- Born: Sylvia Nancy Clayton 27 March 1936 Llanidloes, Wales
- Died: 23 April 2024 (aged 88)
- Education: Somerville College, Oxford
- Occupations: Public health doctor; Medical researcher; Medical administrator;
- Years active: 1960s–1990s
- Medical career
- Profession: Doctor
- Institutions: Birmingham General Hospital; North Birmingham Health Authority;

= Sylvia Gyde =

British medical doctor

Sylvia Nancy Gyde (27 March 1936 – 23 April 2024) was a British public health doctor, medical researcher and National Health Service administrator. She founded a family planning clinic for women on a deprived council estate in Woolwich, southeast London and worked in general practice in Hall Green, Birmingham. Gyde was medical director of the West Midlands Regional Perinatal Survey, district medical officer and director of public health at North Birmingham Health Authority, medical director of clinical audit for the West Midlands and medical director of the Evidence Supported Medicine Union.

==Biography==
Gyde was born in Llanidloes, mid-Wales on 27 March 1936. She was the daughter of the tannery manager Robert Clayton and his wife Violet, who was a chartered secretary. Gyde had two younger brothers. When she was one year old, the family moved to the rural Suffolk village of Combs. Gyde attended the Saint Felix School in Southwold as a scholarship border, having attained a perfect score on her eleven-plus examination, raising suspicions of cheating until a supervised resit vindicated her. She attended Somerville College, Oxford to study a Bachelor of Medicine, Bachelor of Surgery degree on a Nuffield scholarship from 1954 to 1957. Gyde was tutored by the physiologist Jean Banister and the Nobel prize winning chemist Dorothy Hodgkin and sung in choirs.

She took her clinical training at the London Hospital Medical College and was asked to establish a family planning clinic for women on a deprived council estate in Woolwich, southeast London, providing contraceptives at the town community hall. Following her move to Birmingham in 1972, Gyde began working in general practice in Hall Green for four years before being offered the chance by a gastroenterology consultant to join Birmingham General Hospital as a researcher of the inflammatory bowel disease Crohn's disease and ulcerative colitis for seven years. Her work resulted in the publication of a series of papers on inflammatory bowel disease. In 1983, she joined the public health medicine training scheme as its oldest student. In January 1986, she was appointed by the West Midlands Regional Health Authority to be medical director of the West Midlands Regional Perinatal Survey for three years because the West Midlands had the worst perinatal rate of stillbirths and deaths within the first week of life in England and Wales.
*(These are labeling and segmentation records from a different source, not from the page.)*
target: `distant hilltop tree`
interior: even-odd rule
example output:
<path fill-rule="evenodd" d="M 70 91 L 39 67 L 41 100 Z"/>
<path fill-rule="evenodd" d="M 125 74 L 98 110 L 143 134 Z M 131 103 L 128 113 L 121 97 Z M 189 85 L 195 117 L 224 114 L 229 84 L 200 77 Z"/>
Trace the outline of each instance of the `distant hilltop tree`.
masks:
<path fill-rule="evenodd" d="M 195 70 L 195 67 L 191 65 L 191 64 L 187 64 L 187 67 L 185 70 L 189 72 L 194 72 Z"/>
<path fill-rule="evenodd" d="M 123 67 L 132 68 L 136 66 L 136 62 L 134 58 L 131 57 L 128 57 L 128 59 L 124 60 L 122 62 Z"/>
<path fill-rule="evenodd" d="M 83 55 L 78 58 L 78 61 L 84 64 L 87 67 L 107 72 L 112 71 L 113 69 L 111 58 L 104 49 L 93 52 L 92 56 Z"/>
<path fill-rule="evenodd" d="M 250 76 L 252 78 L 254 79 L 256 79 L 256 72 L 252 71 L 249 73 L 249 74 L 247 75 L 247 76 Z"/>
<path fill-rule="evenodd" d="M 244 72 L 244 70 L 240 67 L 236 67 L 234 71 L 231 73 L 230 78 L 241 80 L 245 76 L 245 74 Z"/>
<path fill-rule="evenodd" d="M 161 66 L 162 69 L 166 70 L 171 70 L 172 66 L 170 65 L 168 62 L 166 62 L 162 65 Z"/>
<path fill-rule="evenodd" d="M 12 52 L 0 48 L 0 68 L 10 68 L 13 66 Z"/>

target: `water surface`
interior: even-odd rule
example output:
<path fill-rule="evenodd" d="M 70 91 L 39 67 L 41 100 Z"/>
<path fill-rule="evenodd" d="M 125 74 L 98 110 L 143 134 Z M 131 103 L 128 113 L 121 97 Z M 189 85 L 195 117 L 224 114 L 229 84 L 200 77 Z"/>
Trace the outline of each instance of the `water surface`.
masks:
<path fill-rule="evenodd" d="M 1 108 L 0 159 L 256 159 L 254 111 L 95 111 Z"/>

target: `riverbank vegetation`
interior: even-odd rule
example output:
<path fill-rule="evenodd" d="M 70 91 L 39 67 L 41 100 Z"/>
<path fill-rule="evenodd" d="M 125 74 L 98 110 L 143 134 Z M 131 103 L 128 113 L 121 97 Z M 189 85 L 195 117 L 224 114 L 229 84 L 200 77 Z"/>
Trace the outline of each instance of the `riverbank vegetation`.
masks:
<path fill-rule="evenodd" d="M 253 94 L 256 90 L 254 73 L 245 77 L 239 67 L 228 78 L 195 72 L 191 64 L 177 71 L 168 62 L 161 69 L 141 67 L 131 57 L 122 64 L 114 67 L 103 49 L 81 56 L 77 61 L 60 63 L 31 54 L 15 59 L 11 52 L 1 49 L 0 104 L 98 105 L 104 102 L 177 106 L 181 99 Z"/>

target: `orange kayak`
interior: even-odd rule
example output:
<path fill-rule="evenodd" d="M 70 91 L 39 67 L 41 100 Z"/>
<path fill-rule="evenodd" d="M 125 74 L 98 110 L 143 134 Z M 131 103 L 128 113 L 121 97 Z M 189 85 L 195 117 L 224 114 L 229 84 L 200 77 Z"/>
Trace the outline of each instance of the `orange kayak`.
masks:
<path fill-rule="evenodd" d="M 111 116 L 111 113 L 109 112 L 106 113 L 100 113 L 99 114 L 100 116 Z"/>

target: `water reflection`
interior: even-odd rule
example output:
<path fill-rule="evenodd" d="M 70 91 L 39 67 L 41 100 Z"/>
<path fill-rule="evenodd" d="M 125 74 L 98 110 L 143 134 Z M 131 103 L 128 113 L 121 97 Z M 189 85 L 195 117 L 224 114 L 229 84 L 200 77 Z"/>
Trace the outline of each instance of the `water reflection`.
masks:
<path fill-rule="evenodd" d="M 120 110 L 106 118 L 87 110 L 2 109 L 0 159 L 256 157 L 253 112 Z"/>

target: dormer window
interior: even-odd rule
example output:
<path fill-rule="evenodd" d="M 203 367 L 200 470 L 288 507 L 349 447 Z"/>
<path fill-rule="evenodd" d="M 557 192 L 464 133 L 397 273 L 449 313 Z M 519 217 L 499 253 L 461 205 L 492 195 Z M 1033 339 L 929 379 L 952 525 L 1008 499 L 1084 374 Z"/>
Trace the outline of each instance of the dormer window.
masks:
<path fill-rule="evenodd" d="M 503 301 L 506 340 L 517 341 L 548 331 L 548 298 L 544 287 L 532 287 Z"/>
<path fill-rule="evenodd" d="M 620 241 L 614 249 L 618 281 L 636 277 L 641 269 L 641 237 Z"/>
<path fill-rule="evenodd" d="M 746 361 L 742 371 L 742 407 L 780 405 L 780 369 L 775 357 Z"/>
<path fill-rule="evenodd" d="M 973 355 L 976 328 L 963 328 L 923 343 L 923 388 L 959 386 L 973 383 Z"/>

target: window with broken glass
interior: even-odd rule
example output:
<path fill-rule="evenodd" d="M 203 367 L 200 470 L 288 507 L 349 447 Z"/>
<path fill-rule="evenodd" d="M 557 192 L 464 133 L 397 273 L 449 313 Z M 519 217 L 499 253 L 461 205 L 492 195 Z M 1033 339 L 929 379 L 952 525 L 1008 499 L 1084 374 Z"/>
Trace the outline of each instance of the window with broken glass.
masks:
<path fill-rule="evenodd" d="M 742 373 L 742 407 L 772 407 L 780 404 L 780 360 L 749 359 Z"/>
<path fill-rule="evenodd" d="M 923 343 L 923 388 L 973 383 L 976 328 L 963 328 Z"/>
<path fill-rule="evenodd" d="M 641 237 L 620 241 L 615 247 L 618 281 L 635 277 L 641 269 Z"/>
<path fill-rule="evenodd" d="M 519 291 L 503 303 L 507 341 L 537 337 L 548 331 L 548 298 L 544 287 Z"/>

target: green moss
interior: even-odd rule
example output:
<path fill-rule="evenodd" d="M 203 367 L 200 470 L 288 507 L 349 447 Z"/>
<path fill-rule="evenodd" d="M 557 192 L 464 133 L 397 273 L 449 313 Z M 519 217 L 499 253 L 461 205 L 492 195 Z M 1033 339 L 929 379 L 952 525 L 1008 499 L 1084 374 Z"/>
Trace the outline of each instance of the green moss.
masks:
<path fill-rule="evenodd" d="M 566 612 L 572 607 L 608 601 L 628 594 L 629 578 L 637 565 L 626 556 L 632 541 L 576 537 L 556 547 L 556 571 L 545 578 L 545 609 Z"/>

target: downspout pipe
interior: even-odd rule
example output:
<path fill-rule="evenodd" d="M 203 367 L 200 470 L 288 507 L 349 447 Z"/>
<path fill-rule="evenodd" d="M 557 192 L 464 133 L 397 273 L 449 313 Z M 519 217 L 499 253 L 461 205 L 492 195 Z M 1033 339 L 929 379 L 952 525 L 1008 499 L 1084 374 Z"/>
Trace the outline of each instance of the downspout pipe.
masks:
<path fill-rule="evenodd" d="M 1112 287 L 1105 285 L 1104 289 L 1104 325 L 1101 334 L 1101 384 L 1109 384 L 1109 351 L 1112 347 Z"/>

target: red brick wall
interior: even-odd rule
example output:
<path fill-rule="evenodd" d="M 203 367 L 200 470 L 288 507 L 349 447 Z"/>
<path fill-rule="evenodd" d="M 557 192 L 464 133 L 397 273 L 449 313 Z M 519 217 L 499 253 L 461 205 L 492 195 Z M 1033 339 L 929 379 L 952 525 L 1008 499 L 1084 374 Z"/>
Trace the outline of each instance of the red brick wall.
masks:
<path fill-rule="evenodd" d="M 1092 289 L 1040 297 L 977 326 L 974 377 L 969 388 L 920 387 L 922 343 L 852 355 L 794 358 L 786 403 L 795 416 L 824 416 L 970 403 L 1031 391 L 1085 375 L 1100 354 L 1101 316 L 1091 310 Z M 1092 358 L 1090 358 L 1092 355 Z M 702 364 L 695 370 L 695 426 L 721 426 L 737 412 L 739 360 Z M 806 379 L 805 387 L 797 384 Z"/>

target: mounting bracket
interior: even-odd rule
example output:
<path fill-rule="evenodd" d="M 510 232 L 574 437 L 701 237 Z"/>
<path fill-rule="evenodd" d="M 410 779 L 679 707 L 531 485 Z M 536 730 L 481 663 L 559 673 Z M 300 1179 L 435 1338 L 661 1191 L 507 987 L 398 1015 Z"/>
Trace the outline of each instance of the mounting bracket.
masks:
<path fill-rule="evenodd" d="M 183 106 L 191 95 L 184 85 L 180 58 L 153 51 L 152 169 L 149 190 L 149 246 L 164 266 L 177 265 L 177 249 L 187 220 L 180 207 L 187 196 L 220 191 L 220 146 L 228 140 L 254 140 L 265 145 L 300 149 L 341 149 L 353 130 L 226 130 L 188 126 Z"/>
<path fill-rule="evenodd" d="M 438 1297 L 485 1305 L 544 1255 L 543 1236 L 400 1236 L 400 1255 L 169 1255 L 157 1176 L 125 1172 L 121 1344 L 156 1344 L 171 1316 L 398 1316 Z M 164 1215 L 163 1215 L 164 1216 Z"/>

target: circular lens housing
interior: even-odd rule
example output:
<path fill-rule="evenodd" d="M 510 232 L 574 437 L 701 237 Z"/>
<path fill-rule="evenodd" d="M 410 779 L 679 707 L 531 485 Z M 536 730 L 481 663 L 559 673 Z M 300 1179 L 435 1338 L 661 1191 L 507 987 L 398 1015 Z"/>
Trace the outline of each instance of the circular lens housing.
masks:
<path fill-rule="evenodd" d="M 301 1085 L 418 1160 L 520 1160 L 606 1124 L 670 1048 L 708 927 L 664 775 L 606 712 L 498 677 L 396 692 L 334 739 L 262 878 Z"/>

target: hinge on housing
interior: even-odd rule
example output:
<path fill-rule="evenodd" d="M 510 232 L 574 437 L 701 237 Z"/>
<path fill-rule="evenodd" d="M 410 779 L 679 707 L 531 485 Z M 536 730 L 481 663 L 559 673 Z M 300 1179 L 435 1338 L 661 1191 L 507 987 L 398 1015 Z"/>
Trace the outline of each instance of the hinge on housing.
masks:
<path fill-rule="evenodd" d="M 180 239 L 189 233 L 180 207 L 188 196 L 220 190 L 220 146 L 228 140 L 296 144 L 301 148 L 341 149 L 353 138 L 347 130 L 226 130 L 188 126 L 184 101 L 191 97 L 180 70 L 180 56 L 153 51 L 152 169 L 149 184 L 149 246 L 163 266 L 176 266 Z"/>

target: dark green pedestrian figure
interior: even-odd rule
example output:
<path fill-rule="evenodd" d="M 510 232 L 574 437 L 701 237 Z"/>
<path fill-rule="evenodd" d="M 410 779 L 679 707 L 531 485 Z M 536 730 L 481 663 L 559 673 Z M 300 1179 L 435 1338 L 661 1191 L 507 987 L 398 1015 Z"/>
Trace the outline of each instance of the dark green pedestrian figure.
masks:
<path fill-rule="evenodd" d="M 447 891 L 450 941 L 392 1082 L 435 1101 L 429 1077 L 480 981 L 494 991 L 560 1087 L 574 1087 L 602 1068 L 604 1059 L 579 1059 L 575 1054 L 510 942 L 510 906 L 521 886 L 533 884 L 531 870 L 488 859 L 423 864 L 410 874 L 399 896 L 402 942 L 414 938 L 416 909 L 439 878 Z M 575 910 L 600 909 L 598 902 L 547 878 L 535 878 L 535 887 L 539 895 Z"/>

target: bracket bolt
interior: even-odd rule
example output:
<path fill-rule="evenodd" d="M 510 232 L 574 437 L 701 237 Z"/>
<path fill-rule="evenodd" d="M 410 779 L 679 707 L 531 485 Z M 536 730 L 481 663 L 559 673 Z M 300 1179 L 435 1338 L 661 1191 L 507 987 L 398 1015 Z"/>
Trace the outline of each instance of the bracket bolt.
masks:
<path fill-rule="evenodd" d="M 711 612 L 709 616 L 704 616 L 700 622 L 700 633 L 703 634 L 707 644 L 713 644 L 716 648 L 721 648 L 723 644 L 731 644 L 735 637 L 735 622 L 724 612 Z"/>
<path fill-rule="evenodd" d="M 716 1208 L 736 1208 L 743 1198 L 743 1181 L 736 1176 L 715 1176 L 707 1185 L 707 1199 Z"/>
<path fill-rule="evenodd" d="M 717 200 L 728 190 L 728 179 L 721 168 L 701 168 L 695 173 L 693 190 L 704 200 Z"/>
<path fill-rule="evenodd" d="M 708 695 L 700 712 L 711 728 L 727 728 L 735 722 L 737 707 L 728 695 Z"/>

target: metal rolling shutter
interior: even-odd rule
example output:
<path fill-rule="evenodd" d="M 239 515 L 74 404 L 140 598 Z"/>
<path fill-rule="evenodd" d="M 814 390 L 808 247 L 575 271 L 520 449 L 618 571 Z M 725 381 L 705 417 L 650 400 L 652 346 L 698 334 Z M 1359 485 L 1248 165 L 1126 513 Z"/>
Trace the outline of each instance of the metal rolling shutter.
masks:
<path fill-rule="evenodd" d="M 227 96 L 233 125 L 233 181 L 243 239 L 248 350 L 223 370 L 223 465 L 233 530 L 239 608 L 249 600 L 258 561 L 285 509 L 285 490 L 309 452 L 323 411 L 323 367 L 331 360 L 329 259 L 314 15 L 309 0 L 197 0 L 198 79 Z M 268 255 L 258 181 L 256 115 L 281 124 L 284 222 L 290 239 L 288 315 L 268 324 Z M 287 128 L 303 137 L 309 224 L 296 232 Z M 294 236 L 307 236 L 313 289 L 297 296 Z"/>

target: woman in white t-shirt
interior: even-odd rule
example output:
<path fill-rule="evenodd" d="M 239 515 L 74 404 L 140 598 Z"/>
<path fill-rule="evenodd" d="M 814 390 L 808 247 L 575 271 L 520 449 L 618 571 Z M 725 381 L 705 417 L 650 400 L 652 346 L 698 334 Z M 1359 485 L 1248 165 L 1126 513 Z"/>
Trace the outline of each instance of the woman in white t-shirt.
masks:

Gyde examined the deaths of 250 babies and interviewed doctors, midwives and mothers.

The findings led to her being appointed district medical officer and director of public health at North Birmingham Health Authority in 1988 and remained in the post until 1994. Gyde took up the role in January 1989 and was based at Good Hope Hospital in Sutton Coldfield. She oversaw preventative health measures, the promotion of health and advised health authority managers on how their decisions will make a clinical impact. She presented a report to the North Birmingham Health Authority in 1991 that there were no cases of HIV/AIDS in the area but 10 in the region, arguing for funding into preventative medicine and the retention of experts. The following year, Gyde revisited perinatal mortality in her annual report, drawing attention to the fact that the rate of stillbirths and deaths of newborn babies were still above the national and regional averages. She went on to be the medical director of clinical audit for the West Midlands from 1994 to 1996 and was then medical director of the Evidence Supported Medicine Union between 1996 and 1997 as she sought ways to better the care of patients. She was a member of the British Medical Association.

Gyde retired from public health in the late 1990s, moving to the East of England. She conducted locum duties in London, performed as a singer in various choirs, and completed a City and Guilds qualification in ceramics. Gyde also played the piano and was a member of the Bach Society. In December 2001, she became non-executive director of the Essex Rivers Healthcare National Health Service Trust, focusing on putting in place clinical governance.

==Personal life==
She was married to the haematology consultant Oscar Humphrey Gyde in 1961. They had four children. Gyde died of colon cancer and dementia on 23 April 2024. A commemoration service for her and other alumni took place at the college chapel of Somerville College, Oxford on 8 June 2024.